Why This Matters for Governance
Observability is not just an operational convenience. It directly strengthens your governance posture in three ways.
Incident response. When an agent behaves unexpectedly, you can trace the governance decision chain in the same tool your on-call team already uses. No context switching between dashboards. The policy evaluation is right there in the trace, next to the application span that triggered it.
Performance budgeting. Governance adds latency. With OTEL spans, you can measure exactly how much. If policy evaluations are adding 50ms to a latency-sensitive path, you can identify which rules are expensive and optimize them.

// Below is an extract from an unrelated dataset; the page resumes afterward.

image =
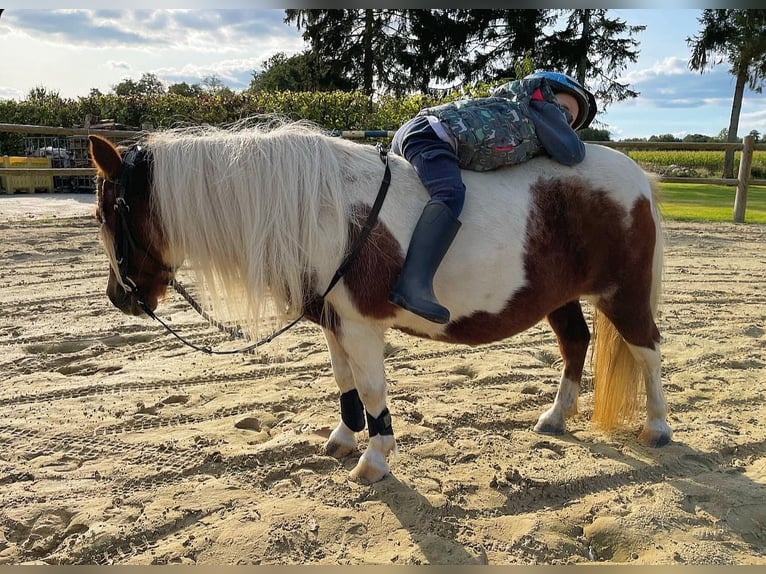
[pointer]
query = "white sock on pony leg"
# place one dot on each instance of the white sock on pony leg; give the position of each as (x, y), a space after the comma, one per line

Without tracing, that latency is invisible overhead.
Audit correlation. Compliance teams can link a specific governance decision to the exact application request that triggered it, complete with timestamps, trace IDs, and the full decision rationale. This level of traceability is increasingly expected by auditors reviewing AI system governance.
Dashboards and Alerts
MeshGuard ships pre-built dashboard templates for Grafana and Datadog that visualize governance trace data out of the box:
- Policy evaluation latency (p50, p95, p99)
- Deny rate by agent and policy
- Alert dispatch success rate
- Governance overhead as a percentage of total request latency
Import the templates from docs.meshguard.app/otel/dashboards and point them at your trace backend.
Get Started
OTEL export is available now on all plans. Enable it in your workspace settings or follow the integration guide. If you are already running an OpenTelemetry collector, setup takes less than five minutes.
Your governance layer should be as observable as the rest of your stack. Now it is.